Optional: Advanced

Text Recognition and OCR-Options

Make PDF-documents searchable (Text OCR)

If enabled, BarcodeOCR will be recognized text in scanned images and layers the recognized text as an invisible layer on top. If you search in an output document for a specific text, the corresponding result will be highlighted on the correct position. If you using a document management system or a system for indexing the meta information (i.e. windows explorer) you can search the content of the documents and find the file you are searching for very easy.

If enabled, all input documents will be recognized and converted to a searchable pdf file. This also applies to the files that will be saved in the error folder.
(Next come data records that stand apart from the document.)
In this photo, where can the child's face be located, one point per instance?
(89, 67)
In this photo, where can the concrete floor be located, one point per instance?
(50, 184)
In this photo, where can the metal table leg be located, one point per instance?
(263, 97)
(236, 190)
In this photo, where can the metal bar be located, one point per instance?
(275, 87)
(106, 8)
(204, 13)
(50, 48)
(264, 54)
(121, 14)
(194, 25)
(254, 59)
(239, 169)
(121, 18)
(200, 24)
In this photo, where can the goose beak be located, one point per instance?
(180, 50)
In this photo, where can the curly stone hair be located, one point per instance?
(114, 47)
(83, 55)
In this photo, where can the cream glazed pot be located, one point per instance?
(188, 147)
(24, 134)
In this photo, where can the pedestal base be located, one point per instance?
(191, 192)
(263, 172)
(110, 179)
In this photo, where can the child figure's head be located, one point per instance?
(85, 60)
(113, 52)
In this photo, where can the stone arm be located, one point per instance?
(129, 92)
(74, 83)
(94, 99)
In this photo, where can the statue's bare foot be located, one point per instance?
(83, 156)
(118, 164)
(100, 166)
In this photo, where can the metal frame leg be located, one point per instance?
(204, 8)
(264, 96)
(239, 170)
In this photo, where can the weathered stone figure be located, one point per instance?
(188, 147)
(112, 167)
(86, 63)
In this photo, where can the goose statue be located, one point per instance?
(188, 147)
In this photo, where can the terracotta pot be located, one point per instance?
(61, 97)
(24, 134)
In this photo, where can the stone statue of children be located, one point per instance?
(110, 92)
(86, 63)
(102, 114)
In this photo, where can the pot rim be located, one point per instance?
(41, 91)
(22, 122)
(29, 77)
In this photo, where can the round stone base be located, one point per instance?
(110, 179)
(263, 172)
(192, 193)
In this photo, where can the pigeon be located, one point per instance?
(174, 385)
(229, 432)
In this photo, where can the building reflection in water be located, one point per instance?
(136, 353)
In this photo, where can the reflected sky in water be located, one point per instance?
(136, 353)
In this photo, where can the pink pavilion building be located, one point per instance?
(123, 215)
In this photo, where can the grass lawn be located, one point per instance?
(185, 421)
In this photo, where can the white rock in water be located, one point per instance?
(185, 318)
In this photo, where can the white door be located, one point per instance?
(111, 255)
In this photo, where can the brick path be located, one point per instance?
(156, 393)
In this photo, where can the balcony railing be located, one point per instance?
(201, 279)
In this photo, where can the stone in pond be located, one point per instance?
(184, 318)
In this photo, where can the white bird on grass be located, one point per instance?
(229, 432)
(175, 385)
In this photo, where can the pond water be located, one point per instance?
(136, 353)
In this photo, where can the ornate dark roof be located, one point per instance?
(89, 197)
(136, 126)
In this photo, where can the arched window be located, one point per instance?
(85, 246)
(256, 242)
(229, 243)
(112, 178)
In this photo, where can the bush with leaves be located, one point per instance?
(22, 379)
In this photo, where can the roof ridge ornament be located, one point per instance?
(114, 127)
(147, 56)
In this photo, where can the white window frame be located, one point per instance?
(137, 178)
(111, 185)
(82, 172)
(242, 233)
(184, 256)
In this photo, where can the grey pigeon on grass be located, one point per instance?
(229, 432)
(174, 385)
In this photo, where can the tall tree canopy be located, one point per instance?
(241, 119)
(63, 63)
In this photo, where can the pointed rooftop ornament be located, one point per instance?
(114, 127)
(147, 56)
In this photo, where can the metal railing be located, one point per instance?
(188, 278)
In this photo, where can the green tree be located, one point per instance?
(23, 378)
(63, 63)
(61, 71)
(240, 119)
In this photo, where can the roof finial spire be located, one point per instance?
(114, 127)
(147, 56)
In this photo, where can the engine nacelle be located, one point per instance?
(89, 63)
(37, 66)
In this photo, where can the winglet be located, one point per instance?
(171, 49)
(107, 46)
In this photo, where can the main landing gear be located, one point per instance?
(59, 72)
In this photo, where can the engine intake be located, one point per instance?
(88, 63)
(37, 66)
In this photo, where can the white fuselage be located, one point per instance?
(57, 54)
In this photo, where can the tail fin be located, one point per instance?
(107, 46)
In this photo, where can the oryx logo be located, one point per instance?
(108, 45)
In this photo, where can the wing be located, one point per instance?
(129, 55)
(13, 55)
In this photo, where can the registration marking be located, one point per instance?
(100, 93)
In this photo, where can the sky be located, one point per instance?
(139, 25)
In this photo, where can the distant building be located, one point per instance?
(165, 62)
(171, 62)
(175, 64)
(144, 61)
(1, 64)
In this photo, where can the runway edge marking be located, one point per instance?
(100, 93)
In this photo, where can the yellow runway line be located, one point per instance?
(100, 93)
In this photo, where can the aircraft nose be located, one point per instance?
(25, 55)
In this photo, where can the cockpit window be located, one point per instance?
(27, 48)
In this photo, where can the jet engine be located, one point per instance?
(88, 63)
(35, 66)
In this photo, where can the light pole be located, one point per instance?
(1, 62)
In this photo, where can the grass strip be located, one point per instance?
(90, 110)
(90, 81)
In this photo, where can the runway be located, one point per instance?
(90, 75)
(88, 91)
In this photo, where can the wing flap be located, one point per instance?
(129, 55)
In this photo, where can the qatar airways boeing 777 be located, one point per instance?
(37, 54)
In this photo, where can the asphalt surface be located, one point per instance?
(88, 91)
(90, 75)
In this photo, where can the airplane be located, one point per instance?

Enabling this function will change the change the contents of the pages and will result in invalid digital signatures if the files are already signed. Due to this fact, existing PDF/A Certifications or digital signatures will be removed before conversion.

Optimize algorithms

You can adjust the level of quality or the level of speed by moving the arrow to the dedicated side. If you need more precision on the recognized text, move the cursor to the right.

Only detect the following characters

If you want to define what characters might be detected, you can enter all allowed characters without any delimiter (i.e. ABCDEF).
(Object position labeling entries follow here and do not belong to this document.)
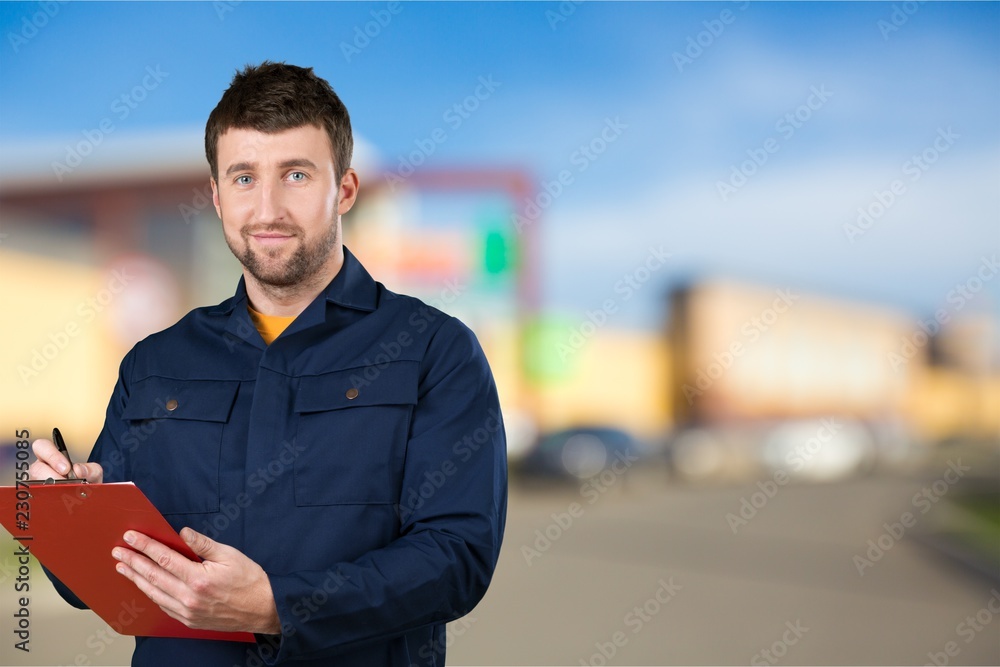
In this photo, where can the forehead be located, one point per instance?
(256, 147)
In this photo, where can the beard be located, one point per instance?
(306, 260)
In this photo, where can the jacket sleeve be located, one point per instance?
(452, 509)
(109, 453)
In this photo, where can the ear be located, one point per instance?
(215, 197)
(349, 186)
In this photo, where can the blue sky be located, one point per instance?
(890, 94)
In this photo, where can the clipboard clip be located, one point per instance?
(52, 480)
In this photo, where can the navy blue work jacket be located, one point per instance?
(359, 459)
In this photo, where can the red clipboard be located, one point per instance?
(71, 528)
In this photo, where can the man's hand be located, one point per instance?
(52, 463)
(227, 591)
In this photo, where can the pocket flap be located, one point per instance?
(167, 398)
(392, 384)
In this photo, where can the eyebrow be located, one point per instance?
(287, 164)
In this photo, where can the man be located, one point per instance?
(345, 511)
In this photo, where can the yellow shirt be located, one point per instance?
(269, 326)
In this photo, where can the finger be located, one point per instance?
(49, 455)
(152, 575)
(163, 556)
(202, 545)
(158, 596)
(40, 470)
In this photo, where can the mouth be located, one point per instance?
(270, 237)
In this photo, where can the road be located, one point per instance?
(641, 571)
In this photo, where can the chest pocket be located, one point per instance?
(351, 434)
(175, 432)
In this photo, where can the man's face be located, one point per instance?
(280, 203)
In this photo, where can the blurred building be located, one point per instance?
(758, 369)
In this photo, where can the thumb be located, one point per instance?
(202, 545)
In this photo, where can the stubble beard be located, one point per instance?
(300, 269)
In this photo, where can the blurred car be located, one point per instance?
(580, 453)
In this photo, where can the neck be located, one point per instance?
(290, 300)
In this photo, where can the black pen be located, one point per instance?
(61, 446)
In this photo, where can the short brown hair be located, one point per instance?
(273, 97)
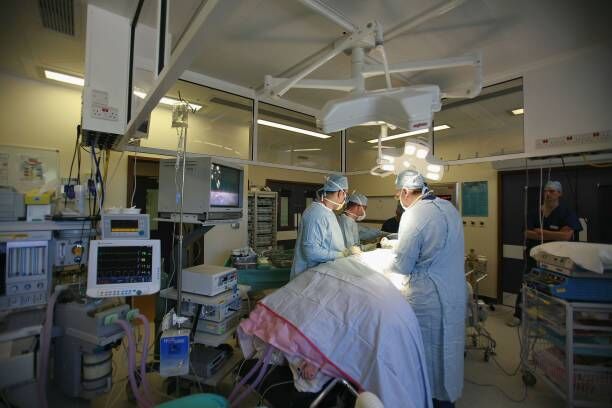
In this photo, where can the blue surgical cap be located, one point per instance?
(554, 185)
(358, 198)
(335, 182)
(409, 179)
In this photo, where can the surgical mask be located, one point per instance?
(407, 207)
(338, 205)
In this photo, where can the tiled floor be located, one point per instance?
(498, 391)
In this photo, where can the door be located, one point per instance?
(587, 190)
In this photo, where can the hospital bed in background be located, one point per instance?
(477, 336)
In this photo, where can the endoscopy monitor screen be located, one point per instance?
(124, 264)
(224, 186)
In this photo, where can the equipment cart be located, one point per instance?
(568, 345)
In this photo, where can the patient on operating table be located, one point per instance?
(343, 319)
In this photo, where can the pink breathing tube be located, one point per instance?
(236, 398)
(142, 400)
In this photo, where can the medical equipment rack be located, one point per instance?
(568, 345)
(477, 336)
(262, 219)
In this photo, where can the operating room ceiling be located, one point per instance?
(248, 39)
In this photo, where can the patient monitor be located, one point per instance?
(123, 267)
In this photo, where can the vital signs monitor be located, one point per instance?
(123, 267)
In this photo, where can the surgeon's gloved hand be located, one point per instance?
(368, 247)
(388, 243)
(355, 250)
(345, 252)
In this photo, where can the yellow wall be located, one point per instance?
(40, 114)
(483, 239)
(44, 114)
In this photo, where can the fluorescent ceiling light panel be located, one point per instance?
(68, 79)
(303, 150)
(168, 101)
(292, 129)
(412, 133)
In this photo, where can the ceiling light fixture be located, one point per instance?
(292, 129)
(303, 150)
(68, 79)
(412, 133)
(165, 100)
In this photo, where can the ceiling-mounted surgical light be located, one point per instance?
(416, 156)
(422, 153)
(292, 129)
(408, 134)
(435, 168)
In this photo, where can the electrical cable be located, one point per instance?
(507, 396)
(143, 400)
(45, 346)
(541, 210)
(134, 189)
(597, 165)
(112, 177)
(263, 395)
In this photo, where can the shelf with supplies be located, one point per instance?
(568, 346)
(262, 223)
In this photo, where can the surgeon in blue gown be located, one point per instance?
(319, 237)
(430, 251)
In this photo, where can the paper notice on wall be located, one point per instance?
(4, 169)
(28, 168)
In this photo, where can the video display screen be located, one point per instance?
(127, 264)
(124, 225)
(224, 186)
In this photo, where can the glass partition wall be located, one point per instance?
(231, 126)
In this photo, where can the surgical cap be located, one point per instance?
(335, 182)
(554, 185)
(409, 179)
(358, 198)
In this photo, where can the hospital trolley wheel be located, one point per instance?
(529, 379)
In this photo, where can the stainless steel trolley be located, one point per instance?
(568, 345)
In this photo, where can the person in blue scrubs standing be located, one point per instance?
(319, 237)
(355, 212)
(559, 223)
(430, 252)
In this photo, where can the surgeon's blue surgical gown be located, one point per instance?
(319, 239)
(430, 251)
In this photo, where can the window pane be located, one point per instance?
(180, 14)
(221, 126)
(284, 211)
(291, 148)
(484, 126)
(145, 42)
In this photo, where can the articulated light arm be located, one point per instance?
(366, 36)
(333, 84)
(474, 60)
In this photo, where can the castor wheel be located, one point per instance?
(529, 379)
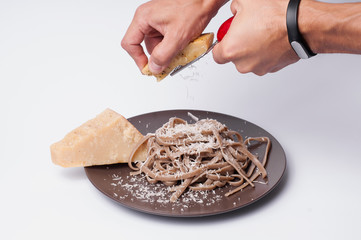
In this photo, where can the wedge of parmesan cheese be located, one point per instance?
(193, 50)
(107, 139)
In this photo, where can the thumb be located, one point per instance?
(219, 52)
(164, 52)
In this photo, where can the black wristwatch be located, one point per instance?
(295, 38)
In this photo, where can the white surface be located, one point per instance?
(61, 64)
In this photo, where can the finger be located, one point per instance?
(131, 42)
(219, 55)
(165, 51)
(235, 6)
(152, 42)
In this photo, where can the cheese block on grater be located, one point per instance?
(193, 50)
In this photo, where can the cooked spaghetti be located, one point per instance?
(200, 156)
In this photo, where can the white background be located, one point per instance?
(61, 64)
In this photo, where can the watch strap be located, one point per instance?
(295, 38)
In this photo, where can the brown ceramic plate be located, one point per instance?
(136, 193)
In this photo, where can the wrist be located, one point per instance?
(325, 26)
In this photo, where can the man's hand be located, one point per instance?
(166, 27)
(257, 39)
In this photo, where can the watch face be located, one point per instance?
(299, 49)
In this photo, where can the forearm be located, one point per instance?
(330, 27)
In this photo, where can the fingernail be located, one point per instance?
(154, 68)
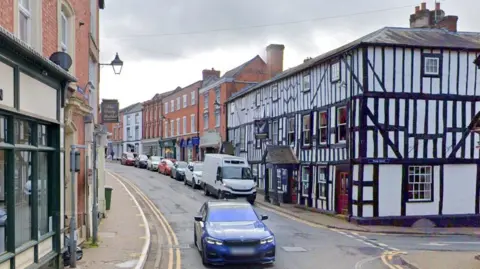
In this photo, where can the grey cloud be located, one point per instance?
(150, 30)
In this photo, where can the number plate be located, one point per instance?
(242, 251)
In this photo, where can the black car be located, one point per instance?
(141, 161)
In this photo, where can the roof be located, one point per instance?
(394, 36)
(18, 46)
(277, 154)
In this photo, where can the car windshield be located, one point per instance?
(231, 214)
(231, 172)
(198, 167)
(182, 164)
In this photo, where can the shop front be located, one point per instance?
(32, 95)
(169, 148)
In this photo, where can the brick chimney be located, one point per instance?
(424, 18)
(274, 59)
(210, 73)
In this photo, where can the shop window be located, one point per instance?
(322, 183)
(420, 183)
(305, 180)
(23, 202)
(322, 127)
(291, 131)
(341, 132)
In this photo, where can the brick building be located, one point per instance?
(52, 101)
(216, 90)
(180, 136)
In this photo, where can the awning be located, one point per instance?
(282, 157)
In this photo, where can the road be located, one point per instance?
(300, 245)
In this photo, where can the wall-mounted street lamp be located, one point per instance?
(116, 64)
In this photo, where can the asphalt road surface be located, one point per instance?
(299, 245)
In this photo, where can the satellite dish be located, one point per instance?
(62, 59)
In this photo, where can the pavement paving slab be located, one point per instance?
(121, 234)
(441, 260)
(340, 222)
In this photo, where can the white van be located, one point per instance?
(227, 176)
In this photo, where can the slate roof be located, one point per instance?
(276, 154)
(394, 36)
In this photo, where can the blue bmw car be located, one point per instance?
(231, 232)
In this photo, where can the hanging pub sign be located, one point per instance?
(261, 129)
(110, 108)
Ignore the following characters

If you want to define what characters should not be detected, you can enter all disallowed characters without any delimiter (i.e. ABCDEF).
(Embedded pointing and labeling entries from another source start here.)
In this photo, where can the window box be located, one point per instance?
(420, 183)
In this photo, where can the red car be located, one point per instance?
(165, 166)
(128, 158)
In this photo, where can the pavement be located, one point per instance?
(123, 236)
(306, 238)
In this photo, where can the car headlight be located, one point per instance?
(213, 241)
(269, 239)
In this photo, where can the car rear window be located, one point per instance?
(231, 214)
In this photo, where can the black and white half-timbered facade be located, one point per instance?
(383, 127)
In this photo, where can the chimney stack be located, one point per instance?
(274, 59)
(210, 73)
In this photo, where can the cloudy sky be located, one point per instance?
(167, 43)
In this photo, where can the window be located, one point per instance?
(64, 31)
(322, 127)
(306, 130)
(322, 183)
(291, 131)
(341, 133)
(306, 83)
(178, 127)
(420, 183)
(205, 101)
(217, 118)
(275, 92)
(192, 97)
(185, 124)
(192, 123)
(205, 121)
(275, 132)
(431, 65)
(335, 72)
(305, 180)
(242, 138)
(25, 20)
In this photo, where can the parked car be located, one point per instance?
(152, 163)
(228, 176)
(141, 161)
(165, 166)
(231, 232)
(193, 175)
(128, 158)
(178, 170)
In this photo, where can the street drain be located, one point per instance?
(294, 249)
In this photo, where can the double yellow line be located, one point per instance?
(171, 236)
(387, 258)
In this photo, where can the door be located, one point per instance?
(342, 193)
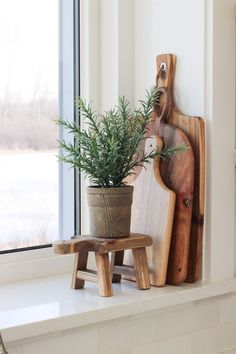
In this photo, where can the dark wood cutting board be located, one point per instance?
(194, 128)
(178, 175)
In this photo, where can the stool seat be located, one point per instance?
(107, 272)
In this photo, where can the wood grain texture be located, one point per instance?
(178, 175)
(194, 128)
(152, 213)
(141, 268)
(117, 259)
(104, 274)
(80, 263)
(100, 245)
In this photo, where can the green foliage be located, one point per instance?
(109, 149)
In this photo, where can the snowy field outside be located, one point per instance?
(28, 134)
(28, 198)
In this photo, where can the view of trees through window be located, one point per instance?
(28, 133)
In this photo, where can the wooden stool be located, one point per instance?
(107, 273)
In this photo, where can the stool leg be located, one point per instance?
(141, 268)
(81, 259)
(117, 259)
(104, 274)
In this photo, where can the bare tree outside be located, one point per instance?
(28, 134)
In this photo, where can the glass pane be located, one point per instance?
(28, 133)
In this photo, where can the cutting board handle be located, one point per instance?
(166, 64)
(161, 110)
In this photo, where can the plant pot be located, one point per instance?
(110, 211)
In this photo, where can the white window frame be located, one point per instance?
(219, 87)
(42, 262)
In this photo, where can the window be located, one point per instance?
(36, 60)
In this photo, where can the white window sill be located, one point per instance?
(41, 306)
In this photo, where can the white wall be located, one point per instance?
(202, 36)
(175, 27)
(198, 328)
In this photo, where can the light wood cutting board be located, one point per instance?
(152, 213)
(194, 128)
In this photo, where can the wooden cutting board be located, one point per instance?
(178, 175)
(194, 128)
(152, 212)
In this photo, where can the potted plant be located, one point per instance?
(107, 151)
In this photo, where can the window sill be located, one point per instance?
(46, 305)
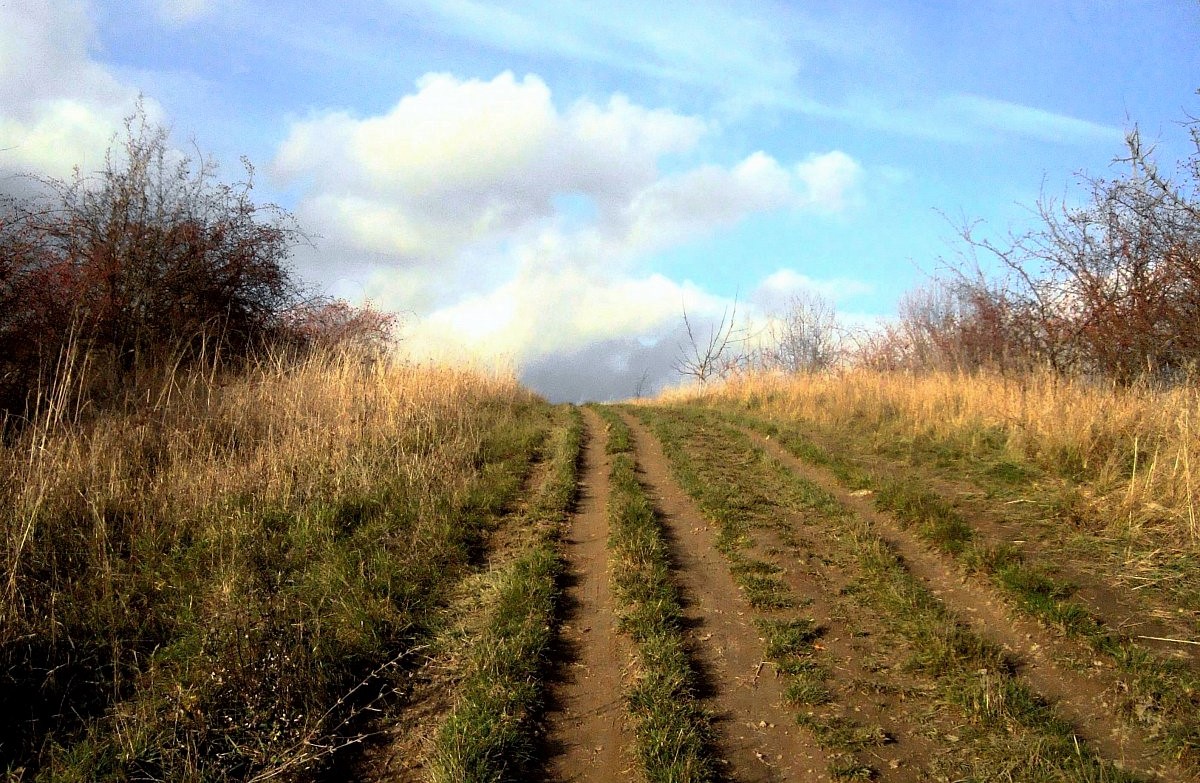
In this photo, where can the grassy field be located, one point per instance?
(222, 579)
(353, 571)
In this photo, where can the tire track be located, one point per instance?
(586, 733)
(756, 731)
(1085, 699)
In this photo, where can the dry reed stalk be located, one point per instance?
(1041, 418)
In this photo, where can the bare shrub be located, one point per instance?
(150, 258)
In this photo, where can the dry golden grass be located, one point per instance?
(234, 549)
(1133, 449)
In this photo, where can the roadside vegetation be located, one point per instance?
(215, 585)
(1003, 724)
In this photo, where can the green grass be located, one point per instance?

Optimized processing speed through utilization of all processor cores

This results in a more optimal utilization of several processor cores. When this option is activated, up to 16 proceassor cores are automatically used. If this option is not checked, multiple processor cores are also used for detection, but processing is not as effective in this case.

If the function is enabled, blank page removal cannot be activated and when PowerShell scripts (subfolder and downstream application) are called, the text per page is not passed as parameter.

Convert documents to black-white documents to reduce filesize

Documents scanned in color can be converted into black white scans and can be compressed by using the CCITT Group 4 Compression-Algorithm, to ensure that the resulting file size is small.

This option will be performed after the Barcode recognition.

Change the resolution of the source documents 

If you are forced to scan the documents in a high resolution in order to recognize all barcodes, you can use this option to rerender the images to a specific resolution (DPI). You can combine this function with the "Compress documents" Option from PDF in order to receive even smaller documents.

This option will be performed after the Barcode recognition.

Remove blank pages from the scanned documents

If BarcodeOCR should delete pages with a low amount of information (remove blank pages), you can set up an information threshold. Once activated, every page will be analyzed and a factor will be calculated. If the factor is below the threshold set, the document will be deleted. If the factor is above the threshold, the document will be used in the output document.

To set an initial factor, you can analyze a scanned pdf page using the option "Determine by sample scan".

When activated, the log will contain all factors for each page so that you can adjust the value to the optimal level to remove blank pages but do not delete important pages by accident.


Preprocessing the documents

Various filters can improve barcode recognition before the scanned documents are processed. The filters are only applied during processing and they do not change the document.

FilterDescriptionHelpfull with
Invert
  • switches black and white values
  • Documents with low contrast
Despeckle
  • removes speckles and white dots from black barcode areas that can be produced on a black and white scan
  • Black and white documents with a strong compression
  • 1D-Barcodes with "dotted lines"
Dilate
  • dilates the colour values
  • Deformed barcodes
Erode
  • erodes the colour values
  • Deformed barcodes
Sharpen
  • sharpens the image
  • Blurry barcodes

Recognizing options

Waiting time before a new file is processed in seconds


Some scanners do not only file the documents when all the pages have been scanned but create temporary files during the scanning process which contain the pages already scanned. To prevent BarcodeOCR from starting recognition of not yet fully scanned documents, you can use this box to specify a time limit before processing of a new file commences. The number specified is the time in seconds that has to have elapsed since the time the file was created.

Cancellation of the processing after an unusually long processing time

BarcodeOCR has a safety mechanism, that sorts out files if they are being processed for an unusually long time. That way an unobstructed processing of the file queue can be ensured. The default processing time is 60 minutes (15 minutes in older versions). If the file was partially processed the resulting error and output files won't be deleted and the source file from the watcher folder will be copied to the error folder and deleted from the watcher folder.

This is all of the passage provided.